Correction: "...with an older and a younger sister..."
"I had really good childhood."
Correction: "I had a really good childhood."
"While attending Shades Valley High School, he focused most baseball..."
Correction: "...he focused mostly on baseball..."
"The only problem was that it collided with the start of the spring semester of his junior year."
Correction: "collided" is the wrong word to use here; if you were one of my high school students you'd find a big WW written next to it on your paper
"In the spring of 2008, he returned to work on his engineering degree, but after six weeks of classes, he decided that the major wasn’t for him."

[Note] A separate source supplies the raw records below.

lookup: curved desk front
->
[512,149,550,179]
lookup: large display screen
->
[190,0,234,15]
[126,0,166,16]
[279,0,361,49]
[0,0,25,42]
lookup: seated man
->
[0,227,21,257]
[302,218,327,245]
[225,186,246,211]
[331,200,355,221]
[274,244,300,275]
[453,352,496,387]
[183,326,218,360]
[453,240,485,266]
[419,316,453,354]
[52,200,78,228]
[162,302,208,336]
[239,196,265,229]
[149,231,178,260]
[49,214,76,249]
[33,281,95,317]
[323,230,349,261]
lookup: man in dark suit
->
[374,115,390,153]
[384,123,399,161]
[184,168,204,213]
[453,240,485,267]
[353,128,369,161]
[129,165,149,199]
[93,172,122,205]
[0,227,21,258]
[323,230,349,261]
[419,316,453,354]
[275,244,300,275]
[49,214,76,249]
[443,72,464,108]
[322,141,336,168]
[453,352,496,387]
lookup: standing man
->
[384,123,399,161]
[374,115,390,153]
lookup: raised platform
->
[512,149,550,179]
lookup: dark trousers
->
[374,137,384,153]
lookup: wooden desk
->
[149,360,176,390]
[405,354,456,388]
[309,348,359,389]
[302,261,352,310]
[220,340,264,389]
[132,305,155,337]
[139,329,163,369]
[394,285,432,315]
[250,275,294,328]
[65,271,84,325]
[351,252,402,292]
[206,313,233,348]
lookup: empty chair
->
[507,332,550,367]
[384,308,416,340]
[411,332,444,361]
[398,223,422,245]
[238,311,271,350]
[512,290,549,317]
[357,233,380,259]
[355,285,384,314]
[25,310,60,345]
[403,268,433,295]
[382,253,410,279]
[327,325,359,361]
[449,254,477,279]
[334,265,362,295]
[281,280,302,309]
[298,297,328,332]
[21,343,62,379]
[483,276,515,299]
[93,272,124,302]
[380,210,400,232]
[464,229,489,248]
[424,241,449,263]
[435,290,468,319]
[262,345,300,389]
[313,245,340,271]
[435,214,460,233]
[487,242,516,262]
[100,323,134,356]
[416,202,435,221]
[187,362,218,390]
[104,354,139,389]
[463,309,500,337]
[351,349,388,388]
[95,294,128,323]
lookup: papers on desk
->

Correction: overuse of commons (this happened very often in the article, but i only cited this one sentence); "In the spring of 2008 he returned to work on his engineering degree, but after six weeks of classes he decided that the major wasn't for him."
"Balancing school and poker has been a challenge, but he takes each day at time."
Correction: "...he takes each day one at a time."
Seriously, there are more errors than these. These are just the highlights.
MoosPlayer
5 months ago
In poetry, you can invent your own rules of usage and punctuation. If you can understand what they're trying to communicate, pretend it's poetry and you won't be bothered by the little details.
JulioRodriguez
5 months ago
"In the spring of 2008, he returned to work on his engineering degree, but after six weeks of classes, he decided that the major wasn’t for him."
Correction: overuse of commons (this happened very often in the article, but i only cited this one sentence); "In the spring of 2008 he returned to work on his engineering degree, but after six weeks of classes he decided that the major wasn't for him."
BOOM! You spelled "commas" wrong!
JohnnyOnTheSpot
5 months ago
Lol, was thinking the same thing GetItFast.
Trig, you're both right and wrong about the "common" usage. Technically it's not incorrect, although personal taste could determine it to be overuse. See item 2 here: http://owl.english.purdue.edu/owl/resource/607/02/
CardPlayerAdmin
5 months ago
Thanks for the eagle eyes, guys (trigs). We've made some corrections. We apologize for the lapse.
littleze
5 months ago
I like Shannon, and let his choice to finish College be an example to all these kids in poker. When you are young and making money you can be blinded, going to College is a back up plan as much as it is a right of passage. Don't skip school, it is so fun and important....just because you make alot of money now doesn't mean you always will or that you won't regret not experiencing college and having a backup plan. You may start to lose, you may burnout, you never know what can happen. Congrats to Shannon on all his success, which is a product of his hard work. Success is simply preparation meeting opportunity.